Introduction
Dans un contexte mondial marqué par des transformations sociales, économiques et institutionnelles rapides, les questions d’éthique occupent une place centrale dans les débats contemporains. Les institutions, notamment éducatives, sont appelées à fonctionner selon des principes de justice, de transparence et de responsabilité. Pourtant, on observe une persistance des pratiques non éthiques qui compromettent ces valeurs fondamentales. Ces pratiques, qui se manifestent sous diverses formes telles que la fraude, la corruption, le favoritisme ou encore l’abus de pouvoir, affectent profondément la confiance au sein des organisations et nuisent à leur bon fonctionnement (Villeval, 2019).

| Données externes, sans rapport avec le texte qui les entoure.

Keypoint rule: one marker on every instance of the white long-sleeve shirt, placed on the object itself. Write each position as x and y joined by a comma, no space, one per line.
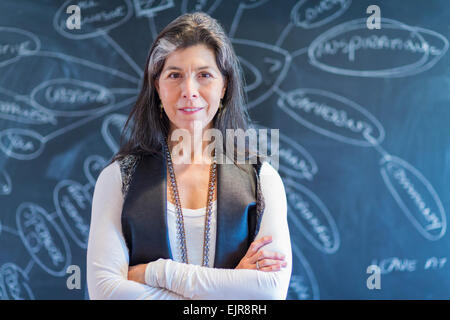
108,256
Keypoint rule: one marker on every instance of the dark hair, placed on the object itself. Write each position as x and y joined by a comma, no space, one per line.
144,130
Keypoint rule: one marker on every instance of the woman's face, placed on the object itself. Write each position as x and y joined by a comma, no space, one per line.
191,79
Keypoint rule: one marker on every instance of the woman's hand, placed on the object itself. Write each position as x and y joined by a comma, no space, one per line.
267,260
137,273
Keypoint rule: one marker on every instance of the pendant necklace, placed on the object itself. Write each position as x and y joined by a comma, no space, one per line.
181,235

Dans cette perspective, les pratiques non éthiques sont souvent définies comme des transgressions des normes sociales et morales (Howland & Powell Davies, 2023). Toutefois, cette définition peut apparaître restrictive, dans la mesure où certaines pratiques, bien que légales, peuvent être perçues comme injustes ou contraires aux principes d’équité. À cet égard, Azarre (2020), dans son étude sur le leadership des directions d’école en Haïti, propose une conception élargie de ces pratiques en y intégrant des comportements qui, sans être illégaux, portent atteinte à la justice sociale et au bien-être collectif.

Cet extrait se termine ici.